The document does not explicitly state pre-defined acceptance criteria with numerical targets. Instead, it relies on demonstrating "substantial equivalency" to a predicate device. The performance characteristics are compared to those of the predicate device, implying that performance comparable to the predicate is the acceptance criterion.

Note: The document states that "The results need not be exactly the same but a collaboration of equivalence is necessary in this case r=0.958." This implies that a correlation coefficient of 0.958 was deemed sufficient for demonstrating equivalence in terms of overall agreement between the new device and the predicate. The actual numerical values for most performance characteristics are not provided in this summary but are referenced as being available in the "results of performance characteristics."

2. Sample Size Used for the Test Set and Data Provenance

• Sample Size: The document mentions "the results of a number of human serum samples." It does not specify the exact number of samples used in the comparison study for the test set.
• Data Provenance: The samples are described as "human serum samples." The country of origin is not explicitly stated. The study appears to be retrospective, as it's a comparison of a newly developed device against an existing, legally marketed predicate device.

3. Number of Experts Used to Establish the Ground Truth for the Test Set and Qualifications

This type of immunoassay device does not typically rely on expert human interpretation to establish a ground truth for its measurements in the same way an imaging diagnostic might.

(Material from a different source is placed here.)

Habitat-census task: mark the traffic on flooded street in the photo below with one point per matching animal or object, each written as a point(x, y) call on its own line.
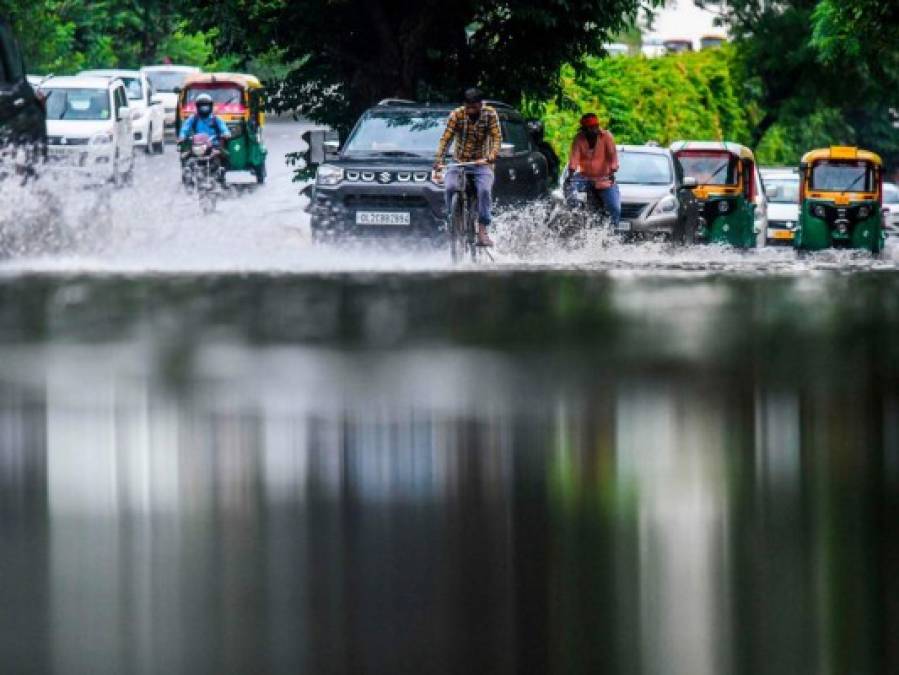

The "ground truth" for evaluating the dbc EiAsy™ Testosterone EiA kit is established by comparing its quantitative testosterone measurements against those obtained from the predicate device. Therefore, the concept of "experts" establishing a ground truth for individual cases is not directly applicable here. The predicate device's measurements serve as the reference.

4. Adjudication Method for the Test Set

Not applicable. As described above, the comparison is directly quantitative against the predicate device; there is no need for expert adjudication of results.

5. If a Multi-Reader Multi-Case (MRMC) Comparative Effectiveness Study Was Done

No, an MRMC comparative effectiveness study was not done. This type of study is relevant for diagnostic devices that involve human interpretation (e.g., radiologists reading images) and assesses the impact of AI assistance on human performance. This device is a quantitative in-vitro diagnostic test, not an interpretive one.

6. If a Standalone (i.e., algorithm only without human-in-the-loop performance) Was Done

Yes, the primary study described is a standalone performance evaluation of the dbc EiAsy™ Testosterone EiA kit. Its performance (sensitivity, specificity, precision, recovery, linearity, and correlation) is assessed independently and then compared to the predicate device to establish substantial equivalence. Human involvement is limited to performing the assay according to the protocol, not in interpreting the results beyond reading the optical density.

7. The Type of Ground Truth Used

The "ground truth" used for comparison in this substantial equivalence determination is the measurements obtained from the predicate device, the DSL 10-4000 Active™ Testosterone Enzymeimmunoassay (EiA) kit. The assumption is that the predicate device provides accurate testosterone measurements.

8. The Sample Size for the Training Set

The document does not specify a separate "training set" size. For an immunoassay, the concept of a "training set" as understood in machine learning (where an algorithm learns from labeled data) is not directly applicable in the same way. The development of the assay (e.g., antibody selection, reagent formulation, optimization of incubation times) involves extensive laboratory work and validation but typically doesn't refer to a distinct "training set" in the context of an FDA submission.

9. How the Ground Truth for the Training Set Was Established

Not applicable in the machine learning sense. The "ground truth" for the development and optimization of the immunoassay itself would be based on established analytical chemistry principles, known concentrations of testosterone standards, and comparisons against reference methods during internal development. This is not detailed in the provided 510(k) summary.